In recent years, the climate crisis has been presented as the supreme challenge of the 21st century, however, observing the current Italian political debate, a suspicion arises that the issue has been downgraded from an existential emergency to a variable subordinate to the economic balances of the moment. 

While extreme events, namely the rare, high-intensity weather, climate, or environmental occurrences, continue to multiply, national and international political attention seems to have shifted in favour of energy security and industrial competitiveness, treating climate action as a luxury at best, and an obstacle to growth at worst.

When it comes to Italy, the paradox is evident: the country is one of the G7’s leading economies, but at the same time, it remains among the European countries most vulnerable to global warming. The wounds left by the floods in Emilia-Romagna in 2023, with damages totaling 8.5 billion euros, are not isolated anomalies: in 2025 alone, Legambiente’s Osservatorio Città Clima recorded a peak of 376 extreme weather events in Italy, a 5.9% increase compared to the previous year. The Mediterranean area is thus confirmed as Europe’s “boiler” heating up faster than the global average: in July 2025, surface waters reached a record average temperature of 26.9°C, with local peaks exceeding 28°C along our coasts.

Despite this objective risk scenario, the approach of the government led by Giorgia Meloni appears oriented toward an extremely gradual management of the energy transition. The narrative of so-called “ecological sovereignty” reinterprets environmentalism in a conservative key, arguing that environmental defense is a form of protecting the land and national identity. However, in its practical application to current events, this doctrine shows deep cracks.

Faced with the extreme drought that hit the South and the Islands with a water deficit of 18% compared to historical averages, such a “sovereignty” pushed by by the far-right has translated primarily into emergency responses, ignoring that 94.5% of Italian municipalities are now exposed to hydrogeological risk. National protection seems limited to managing visible damage, while the National Climate Adaptation Plan struggles to find concrete implementation in cities, where only 39.7% of large centers have adopted operational resilience strategies.

Foto alluvione

From this perspective, the ecological transition is presented not as a global transformation, but as a matter of strategic autonomy. This justifies the promotion of new gas agreements in North Africa, presented as an energy shield, despite Italy maintaining the highest gas dependency among major EU countries, remaining dangerously exposed to the volatility of global markets.

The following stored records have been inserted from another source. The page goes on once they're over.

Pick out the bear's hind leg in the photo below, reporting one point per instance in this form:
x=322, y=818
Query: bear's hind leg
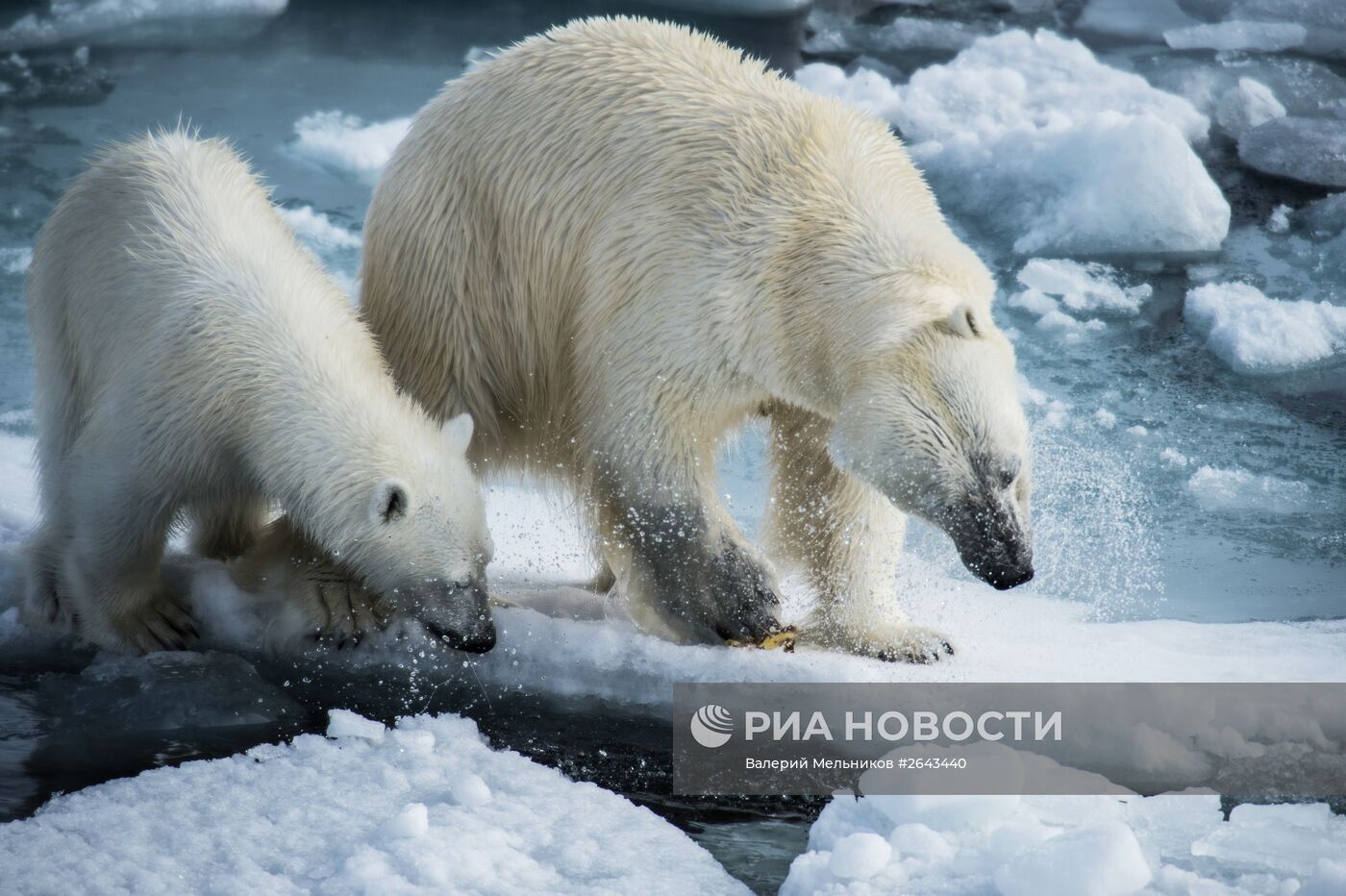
x=42, y=603
x=228, y=529
x=690, y=578
x=847, y=537
x=112, y=566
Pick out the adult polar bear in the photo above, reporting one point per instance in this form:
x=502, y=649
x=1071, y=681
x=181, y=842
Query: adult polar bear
x=618, y=239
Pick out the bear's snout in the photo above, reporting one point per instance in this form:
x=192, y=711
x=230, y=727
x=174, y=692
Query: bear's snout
x=991, y=542
x=461, y=616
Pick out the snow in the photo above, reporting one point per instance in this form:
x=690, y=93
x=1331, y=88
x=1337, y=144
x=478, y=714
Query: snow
x=1065, y=296
x=1258, y=336
x=1174, y=844
x=859, y=856
x=1084, y=288
x=1247, y=105
x=1137, y=19
x=15, y=260
x=318, y=229
x=1279, y=219
x=1073, y=157
x=1267, y=37
x=347, y=725
x=138, y=22
x=1326, y=215
x=834, y=33
x=350, y=812
x=346, y=144
x=1235, y=490
x=1309, y=150
x=1323, y=20
x=1103, y=859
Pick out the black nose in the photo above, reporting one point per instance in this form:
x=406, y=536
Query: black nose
x=477, y=642
x=1007, y=579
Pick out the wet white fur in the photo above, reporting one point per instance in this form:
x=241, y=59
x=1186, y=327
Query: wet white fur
x=618, y=239
x=191, y=357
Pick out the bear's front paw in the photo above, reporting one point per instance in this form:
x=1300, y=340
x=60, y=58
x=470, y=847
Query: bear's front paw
x=43, y=606
x=743, y=602
x=336, y=609
x=162, y=622
x=910, y=645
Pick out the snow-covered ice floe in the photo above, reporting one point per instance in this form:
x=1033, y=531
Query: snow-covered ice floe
x=346, y=144
x=1072, y=299
x=1267, y=37
x=1256, y=336
x=1175, y=844
x=1073, y=157
x=564, y=640
x=140, y=23
x=1237, y=490
x=426, y=806
x=1133, y=19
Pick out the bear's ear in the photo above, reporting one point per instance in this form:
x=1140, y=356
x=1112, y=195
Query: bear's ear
x=460, y=432
x=962, y=322
x=392, y=501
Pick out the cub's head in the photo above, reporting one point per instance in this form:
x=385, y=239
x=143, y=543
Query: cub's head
x=935, y=423
x=421, y=537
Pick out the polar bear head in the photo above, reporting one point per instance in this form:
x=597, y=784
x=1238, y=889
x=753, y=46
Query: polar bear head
x=420, y=539
x=932, y=418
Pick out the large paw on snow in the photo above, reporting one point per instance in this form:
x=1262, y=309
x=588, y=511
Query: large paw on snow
x=333, y=607
x=912, y=645
x=162, y=622
x=899, y=643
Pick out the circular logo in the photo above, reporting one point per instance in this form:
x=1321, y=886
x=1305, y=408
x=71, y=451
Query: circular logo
x=712, y=725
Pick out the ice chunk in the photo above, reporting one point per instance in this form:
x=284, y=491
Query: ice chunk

In parallel, Italian criticism of the European Green Deal, described as “ideological,” risks ignoring Brussels’ new direction: the 2025 Clean Industrial Deal aims to use decarbonization specifically to relaunch industrial competitiveness against Chinese and American giants.

The most critical aspect of this downsizing concerns the loss of climate centrality in public debate, where disasters are normalized rather than addressed as systemic crises. It is a gamble for a country that depends on agriculture and tourism, as the absence of ambitious strategies threatens the very status of economic power that “sovereignty” aims to defend.

Ultimately, the climate crisis has not been forgotten by the halls of power, but it has been consciously downsized to a public order problem to be managed after the storm: a choice that risks transforming Italy’s “sovereignty” into the impotence of a country too busy defending its borders while the sea that protects them and the land that sustains them are already permanently changing face.